17.8.14

Os Banqueiros

Por Maria Filomena Mónica
HÁ RICOS e há ricos. E há, depois, banqueiros. Tal como o Corão, o Novo Testamento é explícito no que diz respeito à condenação dos últimos. Foi, em parte, devido a isto que a banca ficou inicialmente nas mãos dos judeus. No século XV, apesar de a Igreja Católica ter continuado a condenar o empréstimo de dinheiro a juros, com o argumento de que não se tratava de uma troca de mercadorias, mas de uma actividade que punha em jogo o factor tempo - então considerado um privilégio divino - alguns cidadãos da Toscânia começaram a interpretar os ensinamentos religiosos de maneira heterodoxa.
Entregues a um negócio tido como ilícito pelo Vaticano, os banqueiros tentaram apaziguar a cólera divina através de encomendas de obras de arte. Como o provam os actos da família Medici, o nascimento da banca internacional e o Renascimento estão ligados. Por detrás da ostentação, persistia a noção de pecado, o que explica a hegemonia, breve, mas assustadora, de Savanarola, o frade dominicano de Ferrara que pregava contra o luxo. A histeria anti-dinheiro terminou em «A Fogueira das Vaidades» (1497 e 1499), que teve lugar na Piazza della Signoria, de Florença, quando muitas obras de arte foram queimadas.
Nada sei de bancos, a não ser que é através deles que recebo o que ganho, como é lá que deposito o que poupo. Até recentemente não tinha deles qualquer impressão. Isso só aconteceu depois da crise dos Lehman Brothers, quando tudo se virou de pernas para o par. Não sendo rica, a única coisa que peço a um banco é que funcione como um colchão: eu deixo lá o meu dinheiro – uma pequena conta a prazo – e ele impede que um ladrão me roube.
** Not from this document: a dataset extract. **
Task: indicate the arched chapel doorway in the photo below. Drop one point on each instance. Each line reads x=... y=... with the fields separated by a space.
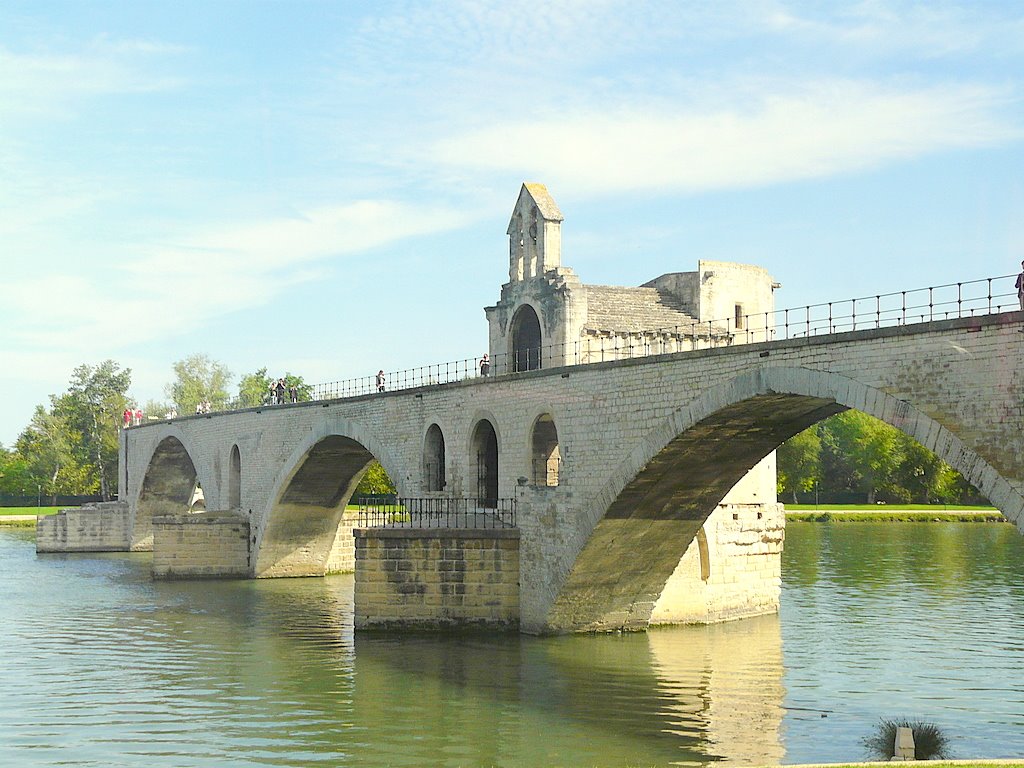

Não conheço Ricardo Salgado nem tenho dinheiro no BES, o que não me impede de os classificar de «lixo». As agências de notação financeira não detêm este monopólio. Perante o actual descalabro, que garantias me dão os bancos de não andarem a planear truques semelhantes? Gostaria de juntar pessoas de confiança - infelizmente o Banco de Portugal roubou-me Vítor Bento – e criar um pequeno banco, modesto nas ambições, mas sério na aplicação do dinheiro.
Há muitos anos, quando a palavra de honra ainda valia alguma coisa, a relação entre cliente e banqueiro era pessoal. Um exemplo é o do banco que a minha família paterna sempre usou nos seus negócios. Lembro-me de, em conversas com o meu pai, este me ter falado dos contactos entre o meu avô, um homem honesto, inteligente e duro, e o banco com quem trabalhava, o «Lisboa e Açores». Não sei se é a uma relação deste tipo que José Sócrates se refere na entrevista, que a 28 de Julho, deu ao Diário de Notícias!
Como escreveu Adam Smith, em A Teoria dos Sentimentos Morais, o «homem sábio e virtuoso está sempre disponível para sacrificar o seu próprio interesse privado ao interesse público da sua ordem ou sociedade». A maximização do lucro tem de respeitar princípios éticos. Duvido que Ricardo Salgado tenha ponderado suficientemente os perigos de uma nova Fogueira das Vaidades. Se fosse a ele, acautelava-me.